I realised that this was the only physical-presence conference I was likely to grace in
the near future, having not been to one since early March, so decided it was worth the
risk. It was one hell of a journey, as I left the UK early in the morning and arrived
late in the evening at the new location, the Hotel Vivat. After a good night’s sleep
and a hearty buffet breakfast, healthy fresh fruit, cereal and yoghurt, followed by
some slightly less healthy sausages, eggs and other pleasures that I won’t mention, I
staggered along to the green room, where things were beginning to unravel.

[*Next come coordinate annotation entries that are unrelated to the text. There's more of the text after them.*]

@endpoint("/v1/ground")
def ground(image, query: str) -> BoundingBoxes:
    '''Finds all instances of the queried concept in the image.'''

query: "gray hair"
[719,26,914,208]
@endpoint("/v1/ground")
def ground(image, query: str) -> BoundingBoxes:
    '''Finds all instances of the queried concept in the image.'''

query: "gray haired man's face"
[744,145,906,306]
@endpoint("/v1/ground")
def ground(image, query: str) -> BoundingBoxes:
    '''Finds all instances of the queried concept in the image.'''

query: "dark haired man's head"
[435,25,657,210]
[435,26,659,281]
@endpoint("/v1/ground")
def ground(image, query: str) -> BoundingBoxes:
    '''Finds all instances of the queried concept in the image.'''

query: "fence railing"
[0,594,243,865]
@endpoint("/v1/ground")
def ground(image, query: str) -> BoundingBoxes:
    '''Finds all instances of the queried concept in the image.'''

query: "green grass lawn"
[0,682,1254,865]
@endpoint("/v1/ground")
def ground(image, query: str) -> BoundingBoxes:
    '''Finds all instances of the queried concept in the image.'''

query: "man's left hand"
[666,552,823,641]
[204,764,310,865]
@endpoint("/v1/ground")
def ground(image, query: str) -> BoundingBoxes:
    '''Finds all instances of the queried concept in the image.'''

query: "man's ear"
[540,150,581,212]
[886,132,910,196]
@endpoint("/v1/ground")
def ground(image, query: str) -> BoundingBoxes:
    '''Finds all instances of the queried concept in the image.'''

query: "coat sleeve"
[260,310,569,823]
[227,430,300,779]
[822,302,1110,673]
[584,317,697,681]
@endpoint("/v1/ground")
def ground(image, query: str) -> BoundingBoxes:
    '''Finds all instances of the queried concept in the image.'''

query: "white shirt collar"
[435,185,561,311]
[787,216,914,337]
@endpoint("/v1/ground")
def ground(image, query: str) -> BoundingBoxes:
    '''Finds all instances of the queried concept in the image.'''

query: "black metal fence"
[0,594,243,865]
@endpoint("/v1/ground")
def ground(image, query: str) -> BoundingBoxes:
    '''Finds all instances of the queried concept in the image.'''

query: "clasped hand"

Instead
of the usual four workshops going on at the same time, there were only two, or in
some cases only one, which made the choice a whole lot easier.

I attended some great workshops on different online learning tools which I knew little
about, but seemed potentially useful, some sessions on using our senses and
mindfulness and of course, my favourite ones where I had the chance to stand up,
move, dance, run around and cause trouble. My session which I had been giving
online at several other conferences went quite well and there was a feeling of liberty,
as I was able to stand in front of an audience (albeit at a distance) without a mask in
front of my face and communicate both verbally and non-verbally jumping around
like an excited rabbit. Interspersed with these great sessions were real coffee breaks
with coffee and an assortment of cakes provided and real people that I could look at
and talk to, exchanging ideas and opinions, able to observe their wide range of
hairstyles, the colours of their clothes, their shoes, but most of all, the expressions on
their faces. That made it all worth it, it almost brought tears to my eyes, as real
human contact was brought back to reality, at least for those two days, before the
nightmare of 2020 returned and even mask-wearing outdoors became the norm.

I may have been almost the only man, certainly the only non-Slovenian present, but
none of that mattered, neither did the absence of my favourite social activity, the
international evening, where I generally get to sample culinary delicacies from all
over the world, combined with an array of home-made alcoholic beverages, while
taking my linguistic skills to another level. As usual, I popped into Trojane for a
doughnut, then on to Ljubljana for a one-night stay before heading towards the coast
of Slovenia, where I could reflect on what had been yet another amazing IATEFL
Slovenia experience before I headed home to Rome. When the news came through
that the second conference only a week later was to be transferred online, I breathed a
sigh of relief, as I realised how lucky I had been and how right my decision had been
to be there at all costs, as I wait patiently for the next “physical presence” conference,
whenever and wherever that might be.